末っ子みーこが図書館で借りてきた本、金子みすずの童謡集のなかのひとつ。

    「お花だったら」

  もしもわたしがお花なら
  とてもいい子になれるだろ。
  
  物が言えなきゃ、あるけなきゃ、
  なんでおいたをするものか。

  だけど、だれかがやって来て、
  いやな花だといったなら、
  すぐにおこってしぼむだろ。

  もしもお花になったって、
  やっぱしいい子にゃなれまいな、
  お花のようにはなれまいな。


県立図書館の建物はとてもモダンなつくり。

駐車場から横断歩道を渡って、正面玄関につづく建物脇のわずか20メートルほどの歩道

には、街路樹が茂り、都会のなかのオアシスを思わせたりして、吹き抜ける風も、忘れて

しまった都会の匂いのようだった。

迷子になんかならないのに、ミーコの手をしっかり握り締め、「こういうところもいいね」と

軽めのカルチャーショックを感じる自分がすっかり田舎ぐらし人のようでちょっと誇らしかった。

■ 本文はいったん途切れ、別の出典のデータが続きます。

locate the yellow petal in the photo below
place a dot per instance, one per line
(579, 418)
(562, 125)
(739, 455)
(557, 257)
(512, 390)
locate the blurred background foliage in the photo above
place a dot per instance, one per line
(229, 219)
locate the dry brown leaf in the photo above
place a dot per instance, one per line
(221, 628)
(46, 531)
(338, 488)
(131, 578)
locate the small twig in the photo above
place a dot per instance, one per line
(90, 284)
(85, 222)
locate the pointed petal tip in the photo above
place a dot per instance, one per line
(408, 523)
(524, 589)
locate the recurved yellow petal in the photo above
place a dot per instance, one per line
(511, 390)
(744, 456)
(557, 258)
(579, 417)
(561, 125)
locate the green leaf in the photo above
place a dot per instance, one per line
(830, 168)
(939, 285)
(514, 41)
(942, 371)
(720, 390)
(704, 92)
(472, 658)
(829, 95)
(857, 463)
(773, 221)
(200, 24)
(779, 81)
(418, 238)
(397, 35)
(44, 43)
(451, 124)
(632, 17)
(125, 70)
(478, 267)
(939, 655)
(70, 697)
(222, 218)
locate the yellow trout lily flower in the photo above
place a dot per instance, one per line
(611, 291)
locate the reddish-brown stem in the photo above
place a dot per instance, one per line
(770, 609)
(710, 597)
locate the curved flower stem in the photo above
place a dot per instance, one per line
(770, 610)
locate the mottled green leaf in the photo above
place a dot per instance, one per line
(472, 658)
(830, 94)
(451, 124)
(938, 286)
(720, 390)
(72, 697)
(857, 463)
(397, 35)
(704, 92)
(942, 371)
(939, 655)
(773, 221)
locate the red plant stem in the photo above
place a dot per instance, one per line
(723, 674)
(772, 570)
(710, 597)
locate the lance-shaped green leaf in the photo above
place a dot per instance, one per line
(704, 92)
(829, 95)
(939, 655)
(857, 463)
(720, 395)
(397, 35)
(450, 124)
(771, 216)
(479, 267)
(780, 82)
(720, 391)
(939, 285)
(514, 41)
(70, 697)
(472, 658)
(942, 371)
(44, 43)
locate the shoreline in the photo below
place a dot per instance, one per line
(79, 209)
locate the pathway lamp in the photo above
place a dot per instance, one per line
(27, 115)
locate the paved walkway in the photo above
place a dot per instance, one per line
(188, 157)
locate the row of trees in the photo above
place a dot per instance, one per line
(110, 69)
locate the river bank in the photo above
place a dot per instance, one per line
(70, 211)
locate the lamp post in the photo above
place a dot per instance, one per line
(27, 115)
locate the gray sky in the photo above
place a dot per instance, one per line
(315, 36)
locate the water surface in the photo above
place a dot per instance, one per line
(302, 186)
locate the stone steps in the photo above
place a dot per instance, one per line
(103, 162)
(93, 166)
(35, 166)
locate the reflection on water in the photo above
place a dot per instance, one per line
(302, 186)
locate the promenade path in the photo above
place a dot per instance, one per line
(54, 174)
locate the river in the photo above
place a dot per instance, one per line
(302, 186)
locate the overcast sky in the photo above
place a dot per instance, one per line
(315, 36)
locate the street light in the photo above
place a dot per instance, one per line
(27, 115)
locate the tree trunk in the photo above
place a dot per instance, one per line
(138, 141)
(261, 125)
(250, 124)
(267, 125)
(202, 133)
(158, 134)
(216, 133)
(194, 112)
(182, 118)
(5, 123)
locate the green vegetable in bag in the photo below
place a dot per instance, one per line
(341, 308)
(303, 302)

もうはるか昔、20数年前、長女リサの手をひいて、見知らぬ都会や住み慣れた都会の

あちこちを訪ね歩いたことをふと思い出した。見知らぬ都会では、その当時仕事で多忙

を極めていたダンナのジャマをしちゃ悪いと、リサとふたり、「今日はどこへ行こうか」と

頭を悩ました。都会の片隅でたったふたりぼっちのような気持ちで、無邪気で明るく笑う

リサを見つめた。ダンナの仕事が片付いた日には、世の中でこの3人でもいいな、と

思うくらい幸せな気持ちだった。

住み慣れた都会では、見慣れた街やお店も、リサがいないときより新鮮に見えて、

一人の時の思い出に塗り重ねるようにいくつもいくつも思い出を重ねた。

不安や寂しさもリサがいたから、乗り越えられた。もう充分親孝行したんだからと、今都会で暮

らすリサに言いたいところだけど、いつまでも大人になりきれず、迷子のようにさまよい歩く

リサには、まだ別に伝えたいことがありすぎて、この言葉はとっておこうと思う。

いつか、大人になったときのために、とっておこうと思う。